Tale disposizione non entra in gioco, evidentemente, poiché non si tratta della esecuzione di una sentenza definitiva ai sensi dell'art. 44, § 2, CEDU.

Basti dare un'occhiata ulteriore proprio a Corte E.d.u., Willems e Gorjon c. Belgique, cit., § 61.

Non solo. Ivi si legge al § 62: «Quando constata una violazione della Convenzione, la Corte non è competente a ordinare la riapertura di un procedimento interno (…). Tuttavia, se un individuo è stato condannato a seguito di un procedimento viziato dal mancato rispetto dei requisiti dell'articolo 6 della Convenzione, la Corte può indicare che un nuovo processo o la riapertura del procedimento, su richiesta dell'interessato, è in linea di principio un modo appropriato per rimediare alla violazione riscontrata (…)».
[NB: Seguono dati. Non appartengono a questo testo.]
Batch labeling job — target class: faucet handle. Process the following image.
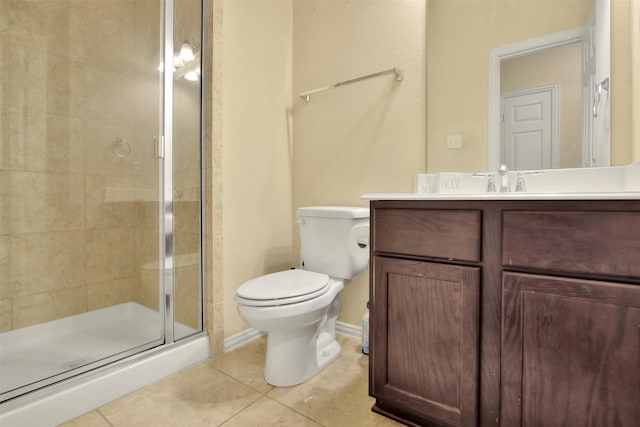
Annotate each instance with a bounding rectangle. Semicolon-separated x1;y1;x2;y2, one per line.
516;172;527;192
471;172;496;193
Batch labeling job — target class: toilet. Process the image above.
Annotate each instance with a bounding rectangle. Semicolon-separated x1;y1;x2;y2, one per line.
235;206;369;387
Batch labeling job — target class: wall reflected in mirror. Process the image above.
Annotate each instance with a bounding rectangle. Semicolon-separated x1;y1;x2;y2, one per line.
427;0;640;172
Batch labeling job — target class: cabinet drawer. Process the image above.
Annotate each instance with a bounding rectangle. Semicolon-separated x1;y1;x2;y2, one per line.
373;208;482;262
502;211;640;277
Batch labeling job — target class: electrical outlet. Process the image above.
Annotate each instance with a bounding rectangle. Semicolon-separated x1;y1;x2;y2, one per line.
447;135;462;150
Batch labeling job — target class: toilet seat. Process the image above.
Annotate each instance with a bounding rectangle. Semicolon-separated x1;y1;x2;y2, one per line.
235;269;330;307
Vero. È innegabile, ma si tratta di una eventualità che non si è verificata nel caso di specie; sarà perché la riapertura non è stata giudicata idonea o adeguata dalla Corte E.d.u.

Men che meno richiesta da F., se non perché in tal senso “deviato” (?) dalla Giustizia interna.

E non è un caso che la Corte aggiunga: «Tuttavia, le misure di riparazione specifiche, se del caso, che uno Stato convenuto deve adottare per adempiere agli obblighi previsti dall'articolo 46 della Convenzione dipendono necessariamente dalle circostanze particolari del caso (…). In particolare, non spetta alla Corte indicare le modalità e la forma di un eventuale nuovo processo.

Lo Stato convenuto rimane libero di scegliere i mezzi per adempiere all'obbligo di porre il richiedente, per quanto possibile, in una situazione equivalente a quella in cui si sarebbe trovato se non vi fosse stata alcuna violazione delle prescrizioni della Convenzione, purché tali mezzi siano compatibili con le conclusioni contenute nella sentenza della Corte e con i diritti della difesa (…)».

Sic!

Buffo, per la terza volta, che la Corte costituzionale, proprio con la sentenza n. 113/2011, cit., abbia così concluso: «Giova ribadire e sottolineare che l'incidenza della declaratoria di incostituzionalità sull'art. 630 c.p.p. non implica una pregiudiziale opzione di questa Corte a favore dell'istituto della revisione, essendo giustificata soltanto dall'inesistenza di altra e più idonea sedes dell'intervento additivo. Il legislatore resta pertanto e ovviamente libero di regolare con una diversa disciplina – recata anche dall'introduzione di un autonomo e distinto istituto – il meccanismo di adeguamento alle pronunce definitive della Corte di Strasburgo, come pure di dettare norme su specifici aspetti di esso sui quali questa Corte non potrebbe intervenire, in quanto involventi scelte discrezionali (quale, ad esempio, la previsione di un termine di decadenza per la presentazione della domanda di riapertura del processo, a decorrere dalla definitività della sentenza della Corte europea) (…)» (v. § 9).

Termine di decadenza effettivamente previsto dall'art. 28, comma 3, d.lgs. n. 159/2011 che, evidentemente, è costato caro a F. Si legge, infatti, nel § 1.5.1 della sentenza in esame: «La Corte di appello ha, quindi, dichiarato la tardività della domanda di parte, in relazione alla decisione della Corte di Strasburgo risalente al 2014».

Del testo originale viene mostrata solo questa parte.